Patrons: You’ll see everyone here from businessmen rolling up their sleeves and tucking into mac ‘n cheese with pulled pork to metalheads thrashing downstairs to their favourite band.

Eat: The joint is famous for its barbecue and The Palomino Fat Ass Platter for four lets you sample a bit of everything: applewood-smoked pork, Alberta beef brisket, Kansas City ribs, smoked chicken, Palomino slaw, black-eyed peas, fries, smoked-cheddar grits, bacon-wrapped corn, potato mash and Jack Daniel’s apples.

Drink: Go southern-style and wash it down with a PBR.



Wine-Ohs_05Wine-Ohs Bistro & Cellar / Photo by George Webber

Wine-Ohs Bistro & Cellar

Vibe: Subterranean speakeasy. Slink into the back alley behind Calgary’s venerable Grain Exchange Building, head past the trash bins and look for the door discreetly marked “Cellar.” This is where you’ll find Wine-Ohs Bistro & Cellar.

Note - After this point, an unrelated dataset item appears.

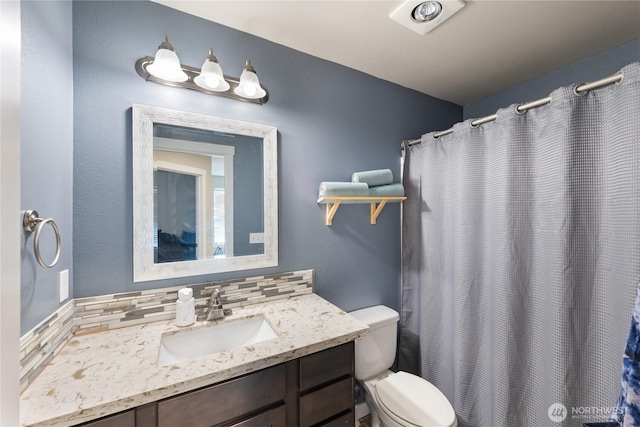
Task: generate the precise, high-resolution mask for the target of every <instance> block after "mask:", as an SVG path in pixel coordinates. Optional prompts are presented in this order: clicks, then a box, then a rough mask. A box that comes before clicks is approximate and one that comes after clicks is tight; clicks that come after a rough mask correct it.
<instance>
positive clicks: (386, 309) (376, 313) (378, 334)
mask: <svg viewBox="0 0 640 427" xmlns="http://www.w3.org/2000/svg"><path fill="white" fill-rule="evenodd" d="M349 314H350V315H352V316H353V317H355V318H356V319H358V320H359V321H361V322H362V323H365V324H367V325H369V332H368V334H367V335H365V336H364V337H362V338H358V339H357V340H356V343H355V358H356V360H355V371H356V372H355V374H356V378H357V379H359V380H367V379H370V378H374V377H376V376H378V375H380V374H382V373H384V372H385V371H387V370H388V369H389V368H391V365H393V361H394V359H395V357H396V343H397V341H396V340H397V336H398V319H399V318H400V316H399V315H398V312H397V311H395V310H392V309H391V308H389V307H386V306H384V305H377V306H374V307H368V308H363V309H361V310H356V311H352V312H350V313H349Z"/></svg>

Clamber down the metal steps to the basement and enter one of the coziest live-music spaces in the city. In 2012, owner Alanna Martineau revamped the once-awkward space—formerly The Beatniq jazz club—into an intimate and stylish cellar that offers music six nights a week. Note that upstairs, the Bistro serves contemporary Canadian/French fare.

Music: “Roots” pretty much sums it up; sometimes there’s jazz or rock on tap. There’s a roster of regular house bands playing mid-week, with The T. Buckley Band taking the stage every Tuesday, Lee Taylor hosting an open mic event called Drunken Promises on Wednesdays and Tom Phillips holding court on Fridays during happy hour. Weekends are devoted to feature acts with a 50/50 split between local and touring artists. Watch the likes of Derek Miller, a Juno Award-winning aboriginal artist from Ontario, or Shawn McCann, formerly of Great Big Sea. The weekend cover is $10 to $20; no cover charge for house bands on week nights.

Patrons: Canoodling couples, buddies out for a pint, girlfriends catching up over vino, singletons—all are welcome and made to feel perfectly comfortable.

Eat: Satisfy your salty tooth by building your own charcuterie platter or nibbling house-made potato chips and dip, truffled popcorn, duck wings or mixed olives in a gin marinade.

Drink: With a name like Wine-Ohs, that’s a slam dunk. There’s an inspired wine list with lots of old world/new world wines by the glass to choose from. Very civilized.